I recently had a mite outbreak in my collection. It stemmed from some chicken feed I purchased at the local agricultural supply for feeding my roach colonies. Grain mites are generally regarded as harmless, but I noticed them latching on to my nymphs. They spread into all my tropical enclosures. My millipedes seemed to be the most bothered by them. I would frequently see them thrashing about frantically and grooming their legs trying to rid themselves of the pests. I dried my roach bin out which seemed to take care of the problem, but as soon as I bumped the humidity back up they exploded again.
I elected to use biological warfare.
Hypoaspis miles are small predatory mites that feed on other small insects, their eggs, and larvae. They are commonly used in greenhouses to control other mites and tiny flies that are common in high humidity settings.
I purchased mine from Evergreen Growers Supply. They come in a plastic tube containing one liter of media (peat and vermiculite) which equates to approximately 10,000 mites. This tube is enough to treat 1000 square feet of garden space.
I applied this media to all of my humid enclosures liberally making sure to follow the instructions printed on the tube. For the first few days I didn't notice any drastic improvement in my enclosures, but after about a week i was hard pressed to find any mites except for the Hypoaspis miles I had introduced. Now at roughly two months later I have not seen a single mite in any of my enclosures except for the symbiotic mites found on hissing cockroaches.
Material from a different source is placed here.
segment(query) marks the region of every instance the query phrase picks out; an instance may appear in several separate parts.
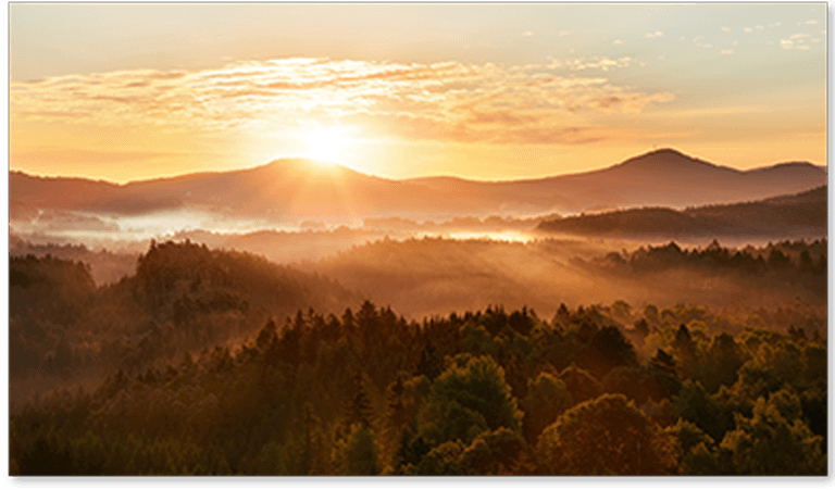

I believe these particular mites were too large for the miniscule H. miles to successfully attack.
I plan on re-applying once yearly, and will be experimenting with culturing my on H. miles mites. I have read that they will feed on springtails which are commonly cultured for Dart frog vivariums. A humid bin full of leaf litter, peat, and rotting wood should suffice to culture "living soil" for a colony of Isopods, and H. miles mites providing that springtails are offered every few days as a food source for the mites.
In summary, the H. miles predatory mites are an extremely effective form of mite control for humid, tropical enclosures. When used in conjunction with isopods, they should effectively clean your enclosures of mites, and help to prevent future outbreaks.